褒めることの弊害

70歳を過ぎて昨年からピアノのレッスンを始めた〇〇さん。

昨日は、バイエル55番のレッスンでしたが、ポジション移動が上手く出来なくて壁に当たっているようでした。

家で練習をしていて上手く弾けるようにならない時、子供の生徒さんも大人の生徒さんも、レッスンに来るのが気が重くなるようなのですが、上手く弾けないからレッスンがあるのですから、上手く弾けるようにレッスンしますのでお気軽にお越しください。

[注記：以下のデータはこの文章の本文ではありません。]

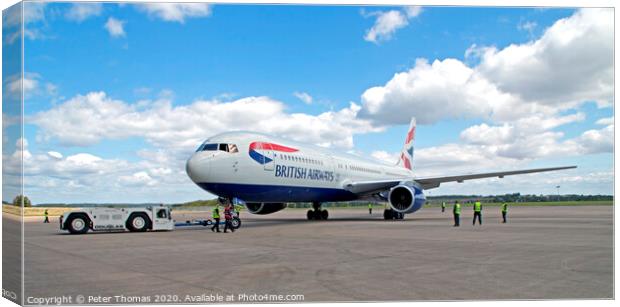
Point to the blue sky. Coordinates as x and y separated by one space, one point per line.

上手く弾けるようになれば、レッスンに来る必要はないのです。

褒めて育てる方法をしてしまうと、褒められることに喜びを感じることになってしまい、上手く弾けるようにならないと褒められることもないから、レッスンに行くのが億劫になってしまい、本来のピアノを習う目的が変わってしまいます。

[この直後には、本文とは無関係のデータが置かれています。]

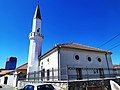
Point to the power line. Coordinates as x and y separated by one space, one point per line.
109 40
113 47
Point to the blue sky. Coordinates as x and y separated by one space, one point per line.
87 22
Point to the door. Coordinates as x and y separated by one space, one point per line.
79 73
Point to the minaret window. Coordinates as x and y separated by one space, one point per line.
38 30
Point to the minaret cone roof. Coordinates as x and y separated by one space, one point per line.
37 13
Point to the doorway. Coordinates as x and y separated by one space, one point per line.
5 80
79 73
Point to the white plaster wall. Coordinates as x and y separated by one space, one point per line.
2 80
68 58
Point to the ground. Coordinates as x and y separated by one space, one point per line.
6 87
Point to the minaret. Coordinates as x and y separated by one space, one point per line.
35 42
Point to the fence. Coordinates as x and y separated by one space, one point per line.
71 73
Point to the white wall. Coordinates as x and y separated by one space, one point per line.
68 58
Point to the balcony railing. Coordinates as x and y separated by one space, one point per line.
72 73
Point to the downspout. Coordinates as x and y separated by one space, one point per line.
107 63
58 62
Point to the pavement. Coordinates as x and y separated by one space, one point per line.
7 87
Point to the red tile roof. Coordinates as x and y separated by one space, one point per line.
79 46
24 66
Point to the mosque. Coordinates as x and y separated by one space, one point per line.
66 55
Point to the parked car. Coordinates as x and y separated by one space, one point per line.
42 86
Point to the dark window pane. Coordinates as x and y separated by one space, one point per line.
76 57
89 59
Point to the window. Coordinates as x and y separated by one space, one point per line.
89 59
99 59
76 57
48 60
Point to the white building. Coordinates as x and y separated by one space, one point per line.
68 60
72 60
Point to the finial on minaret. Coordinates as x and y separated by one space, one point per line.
37 12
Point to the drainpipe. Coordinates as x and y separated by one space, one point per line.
107 63
58 62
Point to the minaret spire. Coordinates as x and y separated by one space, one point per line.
36 38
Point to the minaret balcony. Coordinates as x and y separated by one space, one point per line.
33 34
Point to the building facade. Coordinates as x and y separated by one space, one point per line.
11 63
66 61
76 61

「ピアノが弾けるようになりたい、色々な曲が弾けるようになりたい、ピアノを楽しみたい」と思ってピアノを習いに来たはずです。

褒められる為にピアノを習いに来たわけではないと思いますが、、、、、

精神分析的な観点で考えると、指導者に対して母親転移を起こす生徒さんがいるように思います。

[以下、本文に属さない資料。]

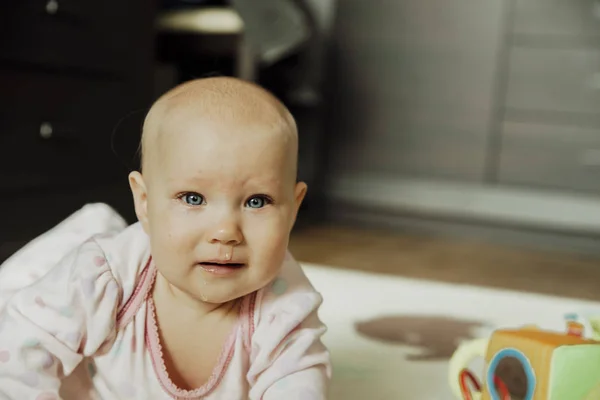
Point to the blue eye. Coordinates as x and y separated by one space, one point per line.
193 199
258 202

母親にして欲しかったことが、一対一というピアノのレッスンの空間で無意識の感情が無意識に起きるのでしょう。

一般的な人は、精神分析の経験なんてありませんから、子供の時の欲求が解消されないまま残って大人になっている人が多いですから、転移が現れる場合もあります。

陽性転移の場合は良いのですが、陰性転移が現れる場合は、生徒さん本人は精神分析を勉強しているわけではないので無意識に現れますから、転移を解消するのが大変な場合があります。

子供は、親に褒められたいですからね。

褒められることで認められたと実感できるのかもしれませんからね。

上手く弾けたかどうかは、自分で判断出来なければいけないのです。

自閉症者は、他者の反応から自分が良いのか悪いのかを判断するようですが、一般の人は、自分で判断できるように感性を育みましょう。

私は、精神分析的心理療法も行っておりますが、ピアノのレッスンはピアノのレッスンなのですが、転移を起こされるのはしょうがないのかなとも思っております。

保護者の方でも、会話の中で私を「お母さん」とか「ママ」と口をすべらせてしまう方が時々いらっしゃいます。

私は、拒絶をしたり、見捨てたりしませんから、安心してレッスンにお越しください。